Der Unternehmer Mikhailo Oniptschenko, der jetzt in Leipzig lebt, appellierte eindringlich an alle Deutschen und Europäer, sich endlich der Gefahren bewusst zu werden, die von diesem Konflikt und von einem aggressiv operierenden Russland ausgehen. Es sei keineswegs ein „russisch-ukrainischer“ Konflikt, denn die Ukraine und deren Territorium seien nur eines der Ziele des Kremls. Die Haltung Deutschland und Europas sei in vielen Fragen enttäuschend für die Ukraine. Dennoch glaube er daran, dass sich mehr und mehr Menschen dessen bewusst werden, dass nur ein klares, entschiedenes Vorgehen gegen Russland, auch bezüglich der Sanktionen, dessen imperialen Gelüste bremsen könne. Er hofft und wünscht sehr von den Menschen in Deutschland mehr Unterstützung und Verständnis.

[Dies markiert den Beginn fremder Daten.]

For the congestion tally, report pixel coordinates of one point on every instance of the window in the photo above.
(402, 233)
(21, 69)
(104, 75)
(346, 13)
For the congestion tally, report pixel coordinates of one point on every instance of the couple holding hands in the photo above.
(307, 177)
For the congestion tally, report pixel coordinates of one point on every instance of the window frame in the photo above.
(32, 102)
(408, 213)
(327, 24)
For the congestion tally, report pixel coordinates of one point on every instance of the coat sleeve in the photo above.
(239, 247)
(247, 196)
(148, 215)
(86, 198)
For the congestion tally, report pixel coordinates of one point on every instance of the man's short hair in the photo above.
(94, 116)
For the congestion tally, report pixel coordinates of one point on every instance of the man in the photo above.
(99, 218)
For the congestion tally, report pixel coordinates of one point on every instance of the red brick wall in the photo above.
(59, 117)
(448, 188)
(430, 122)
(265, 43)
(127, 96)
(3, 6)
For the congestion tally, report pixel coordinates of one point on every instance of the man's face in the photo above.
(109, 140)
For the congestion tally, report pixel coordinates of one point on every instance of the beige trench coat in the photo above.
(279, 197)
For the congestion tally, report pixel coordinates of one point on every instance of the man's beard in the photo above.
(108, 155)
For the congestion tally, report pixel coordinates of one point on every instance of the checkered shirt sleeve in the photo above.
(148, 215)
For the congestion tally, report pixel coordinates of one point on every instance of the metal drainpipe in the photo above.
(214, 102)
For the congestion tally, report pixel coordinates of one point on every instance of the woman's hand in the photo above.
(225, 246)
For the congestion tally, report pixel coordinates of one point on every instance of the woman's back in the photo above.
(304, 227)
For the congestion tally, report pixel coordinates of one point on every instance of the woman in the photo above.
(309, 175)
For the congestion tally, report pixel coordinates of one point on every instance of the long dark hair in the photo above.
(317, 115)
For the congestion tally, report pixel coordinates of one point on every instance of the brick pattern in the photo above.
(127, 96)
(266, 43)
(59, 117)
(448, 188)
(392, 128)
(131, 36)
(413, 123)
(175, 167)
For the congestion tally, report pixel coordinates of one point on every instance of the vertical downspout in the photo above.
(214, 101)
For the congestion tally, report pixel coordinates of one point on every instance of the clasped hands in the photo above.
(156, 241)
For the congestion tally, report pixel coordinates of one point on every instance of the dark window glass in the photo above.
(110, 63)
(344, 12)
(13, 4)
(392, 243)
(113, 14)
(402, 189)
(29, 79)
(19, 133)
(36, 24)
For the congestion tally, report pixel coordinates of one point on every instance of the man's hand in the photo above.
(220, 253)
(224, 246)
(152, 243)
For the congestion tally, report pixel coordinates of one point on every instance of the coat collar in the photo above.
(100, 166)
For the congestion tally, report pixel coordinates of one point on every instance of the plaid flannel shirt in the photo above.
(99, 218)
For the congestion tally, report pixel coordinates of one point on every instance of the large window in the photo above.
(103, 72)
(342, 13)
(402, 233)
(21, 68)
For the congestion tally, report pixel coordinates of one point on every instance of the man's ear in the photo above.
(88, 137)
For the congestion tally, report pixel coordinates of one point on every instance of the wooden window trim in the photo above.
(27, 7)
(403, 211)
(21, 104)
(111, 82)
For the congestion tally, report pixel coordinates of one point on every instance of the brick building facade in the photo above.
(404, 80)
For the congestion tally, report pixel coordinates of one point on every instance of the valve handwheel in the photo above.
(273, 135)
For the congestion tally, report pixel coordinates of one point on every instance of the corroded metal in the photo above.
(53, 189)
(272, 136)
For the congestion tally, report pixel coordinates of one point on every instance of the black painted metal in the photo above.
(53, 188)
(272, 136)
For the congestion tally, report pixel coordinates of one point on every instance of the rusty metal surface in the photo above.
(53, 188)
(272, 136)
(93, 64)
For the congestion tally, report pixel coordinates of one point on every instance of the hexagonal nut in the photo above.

Als danach der Chor der griechisch-katholischen Gemeinde der Ukrainer in Dresden den ukrainischen Choral „Молитва за Україну“ anstimmte, erhob sich der ganze Saal, tief bewegt.
Боже великий, єдиний,
Нам Україну храни,
Волі і світу промінням
Ти її осіни.
Світлом науки і знання
Нас, дітей, просвіти,
В чистій любові до краю,
Ти нас, Боже, зрости.
Молимось, Боже єдиний,
Нам Україну храни,
Всі свої ласки й щедроти
Ти на люд наш зверни.
Дай йому волю, дай йому долю,
Дай доброго світу, щастя,
Дай, Боже, народу
І многая, многая літа.
Herzlichen Dank dem Chor (auch für den ukrainischen Imbiss), dem Kultur Aktiv e.V., insbesondere Mirko Sennewald und Marta Wierzbowska, sowie Natalya Bock, der trotz Erkältung unermüdlichen Übersetzerin, der Martin-Luther-Gemeinde Dresden und allen Freunden, die uns unterstützt und geholfen haben.
Slava Ukraini!
Viktoria Komnik + Christian Chemnitzer, Dresden
Herojam Slava!
Sollte sich der Deutsche Bundestag auch nur für einen Tag zum Betriebsausflug in den Donbas wagen, würde sich hierzulande gewiss so manches schleunigst ändern. Die menschenverachtende Vorgehensweise der Kreml-Führung gegen die Ukraine und ihrer Bevölkerung, auch gegenüber den eigenen Soldaten, lässt selbst Übles für diejenigen erahnen, die mit dem Krieg und der Krim-Annektion noch keinen direkten Kontakt hatten. Meine Erfahrungen in der Ukraine sind zu wahrhaftig, als dass ich die Ausführungen im Artikel bezweifeln könnte.
Der Zeitpunkt der Entscheidung überfällig:
Entweder die Ukraine in ihrem Kampf für Freiheit und Gerechtigkeit mit allen Mitteln und Möglichkeiten unterstützen oder mit der Kreml-Führung ein Imperium der Niedertracht und Barbarei aufbauen.